Mit Schreiben vom 09.01.2012 haben die Kläger nochmals eine Entschädigung unter Fristsetzung zum 15.01.2012 gefordert, so dass bereits nach Ablauf dieser Frist den Klägern Verzugszinsen zugestanden haben, wenn die Kläger sodann auf ein Angebot der Beklagten nochmals eine Aufforderung mit Zahlungsziel 14.02.2012 machen und die Verzugszinsen erst ab 15.02.2012 beantragen, ist den Klägern nicht vorzuwerfen, dass der Verzugseintritt nicht vorliegt.

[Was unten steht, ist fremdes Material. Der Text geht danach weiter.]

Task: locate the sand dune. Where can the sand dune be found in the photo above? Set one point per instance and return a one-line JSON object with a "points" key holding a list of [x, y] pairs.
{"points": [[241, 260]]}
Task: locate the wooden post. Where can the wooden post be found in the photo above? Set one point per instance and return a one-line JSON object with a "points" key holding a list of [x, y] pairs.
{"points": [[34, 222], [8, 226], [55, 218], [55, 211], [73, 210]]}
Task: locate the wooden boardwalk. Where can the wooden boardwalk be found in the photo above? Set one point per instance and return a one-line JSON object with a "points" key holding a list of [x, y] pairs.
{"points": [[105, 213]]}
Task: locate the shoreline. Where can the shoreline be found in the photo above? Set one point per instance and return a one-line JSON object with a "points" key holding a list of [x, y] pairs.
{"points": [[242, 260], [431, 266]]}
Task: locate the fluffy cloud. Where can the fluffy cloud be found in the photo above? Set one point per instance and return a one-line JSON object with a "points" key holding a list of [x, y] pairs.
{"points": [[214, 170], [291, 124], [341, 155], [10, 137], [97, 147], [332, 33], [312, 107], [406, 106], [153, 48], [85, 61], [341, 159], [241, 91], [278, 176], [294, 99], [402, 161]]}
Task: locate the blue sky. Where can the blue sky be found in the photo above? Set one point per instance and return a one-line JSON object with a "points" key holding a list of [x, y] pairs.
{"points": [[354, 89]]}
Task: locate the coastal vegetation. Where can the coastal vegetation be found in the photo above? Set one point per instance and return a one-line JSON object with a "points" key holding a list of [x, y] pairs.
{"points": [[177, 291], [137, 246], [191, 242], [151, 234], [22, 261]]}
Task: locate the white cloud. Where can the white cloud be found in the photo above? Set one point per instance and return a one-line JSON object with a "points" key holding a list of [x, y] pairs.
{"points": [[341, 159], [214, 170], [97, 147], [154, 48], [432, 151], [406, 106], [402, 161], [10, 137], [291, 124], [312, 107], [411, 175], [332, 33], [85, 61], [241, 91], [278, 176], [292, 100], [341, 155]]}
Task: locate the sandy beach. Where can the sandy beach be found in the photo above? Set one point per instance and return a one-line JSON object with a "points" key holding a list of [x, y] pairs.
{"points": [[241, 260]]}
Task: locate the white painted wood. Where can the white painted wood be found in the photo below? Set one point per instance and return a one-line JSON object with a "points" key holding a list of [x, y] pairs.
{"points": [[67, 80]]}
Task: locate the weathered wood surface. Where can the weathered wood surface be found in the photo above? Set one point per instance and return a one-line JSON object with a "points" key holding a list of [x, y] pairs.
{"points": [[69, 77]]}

Demgegenüber haben die Kläger keinen Anspruch auf vorgerichtliche Rechtsanwaltskosten, denn die Kläger haben nicht vermocht die diesbezüglichen Tatbestandsvoraussetzungen schlüssig vorzutragen. So haben die Kläger weder eine anwaltliche Kostennote vorgelegt noch den Verzugseintritt bezüglich der Begleichung vorgetragen. Auch haben sie nicht belegt, dass sie selbst die anwaltliche Kostennote bedient haben, so dass auf Bestreiten der Beklagtenseite diesbezüglich die Kläger den Vortrag und den Beweis schuldig geblieben sind.

Die Kostenentscheidung folgt aus § 92 ZPO nachdem die Parteien jeweils für die Anteile ihres Obsiegens und Unterliegens die Kosten zu tragen haben.

Die Entscheidung zur vorläufigen Vollstreckbarkeit ergeht aus § 709 ZPO.